Nov 12 2007

Pessoas

Tô furiosa hoje!!! Eu percebo que to sento grossa com as pessoas mas não consigo evitar.  Tenho que me esforçar pra ficar quieta porque é melhor.
Não sei porque eu fico assim… Eu sinto um ódio tão grande de todas as pessoas ao meu redor… dá vontade de sumir e ficar sozinha, ir pra praia, pra longe.
Alguns dias não são bons pro convívio. A voz dos pessoas me irrita, o cheiro, tudo.
Que saco…
Sorte que eu sei que passa.
É só esperar.
Vou marcar consulta com outro psiquiatra. Não to muito feliz com o que eu to indo. Quero voltar pro Wirmond, que me tratou bem no início, mas ele não tem convênio e fica tão caro… mas vou lá mesmo assim pelo menos uma vez. Acho mais seguro. To sentindo que as cosias não estão indo muito bem e eu penso demais em parar de tomar o lítio. Eu to confiando que ele vai me ajudar (salvar!)
Queria poder conversar com alguém que me entendesse. EU não tenho amigos. A única pessoa que me ouve e com quem eu possos er eu mesma é a namorada mas as vezes me dá pena dela porque eu vejo que ela não tem mais tanta paciência…
Li um texto, um depoimento talvez não sei como descrever na internet, no site
www.bipolaridade.com.br, de uma pessoa que eu não conheço de pseudonimo “leitor” que me chamou a atenção.

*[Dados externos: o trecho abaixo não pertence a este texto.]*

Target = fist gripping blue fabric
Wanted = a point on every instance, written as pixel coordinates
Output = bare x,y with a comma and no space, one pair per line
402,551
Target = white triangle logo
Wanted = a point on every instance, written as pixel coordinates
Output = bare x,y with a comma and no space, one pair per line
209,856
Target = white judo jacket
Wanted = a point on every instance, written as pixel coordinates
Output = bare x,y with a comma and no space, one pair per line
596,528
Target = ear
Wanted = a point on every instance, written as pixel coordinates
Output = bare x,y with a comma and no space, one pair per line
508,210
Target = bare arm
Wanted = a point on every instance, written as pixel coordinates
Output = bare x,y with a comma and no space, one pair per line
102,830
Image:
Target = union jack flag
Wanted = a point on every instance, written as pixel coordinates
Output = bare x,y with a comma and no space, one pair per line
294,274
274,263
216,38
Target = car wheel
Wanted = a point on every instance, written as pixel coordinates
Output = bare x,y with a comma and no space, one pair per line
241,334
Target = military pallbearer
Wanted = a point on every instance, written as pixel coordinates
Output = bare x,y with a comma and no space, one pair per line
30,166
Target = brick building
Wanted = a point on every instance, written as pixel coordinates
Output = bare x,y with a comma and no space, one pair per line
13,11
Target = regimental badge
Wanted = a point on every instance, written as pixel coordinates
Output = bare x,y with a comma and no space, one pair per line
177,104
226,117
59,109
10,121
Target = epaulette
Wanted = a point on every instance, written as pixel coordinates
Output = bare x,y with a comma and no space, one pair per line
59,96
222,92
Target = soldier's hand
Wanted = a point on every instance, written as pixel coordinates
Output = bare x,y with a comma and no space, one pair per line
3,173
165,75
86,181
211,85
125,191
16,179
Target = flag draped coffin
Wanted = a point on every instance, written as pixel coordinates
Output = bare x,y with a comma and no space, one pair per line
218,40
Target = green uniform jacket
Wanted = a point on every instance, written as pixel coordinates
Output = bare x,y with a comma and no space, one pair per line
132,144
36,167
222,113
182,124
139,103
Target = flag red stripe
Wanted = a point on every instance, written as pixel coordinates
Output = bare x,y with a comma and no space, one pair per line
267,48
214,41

Ele conseguiu dizer em poucas palavras EXATAMENTE como eu me sinto em relação aos “outros”. Vou copiar aqui, espero que ele não se importe.
“Para um bipolar não há muitas opções, ao meu ver apenas duas:
-Ou vc vive intensamente suas “loucuras” e lógico, as dramáticas conseqüências;
-Ou vc se apega a algum comportamento pré estabelecido tentando,
desesperadamente, nele se manter para não errar e sofrer tanto.
No meu caso, em particular, o caminho escolhido foi o da “conveniência conservadora”
que me permitiu manter o que o senso comum chama de ser “bem sucedido”
(família, profissão, finanças,respeito social, etc) enfim tudo dentro dos padrões.
Mas não são os meus padrões, o meu querer é instável e na maior parte do tempo eu não quero nada!
Nem mesmo transgredir! Não sei lidar com a fraqueza do carácter humano, não gosto de “gente”,
embora sinta pena da condição humana. As minhas ironias e provocações tem dois propósitos:
Contrariar o estabelecido e eliminar a passividade das pessoas, numa tentativa de deixa-las,
talvez, um pouco mais interessantes aos meus olhos. Elas, inclusive vc, não são indefesas por
isso espero que se defendam com dignidade. Se demonstrarem apenas a indiferença sem graça do senso comum,
não haverá surpresa alguma, pois estarão apenas exercendo o livre direito à mesmice!”

Fiquei surpresa… eu poderia ter escrito isso.
Tá aí uma pessoa que eu gostaria de conhecer… e principalmente… deixar me conhecer.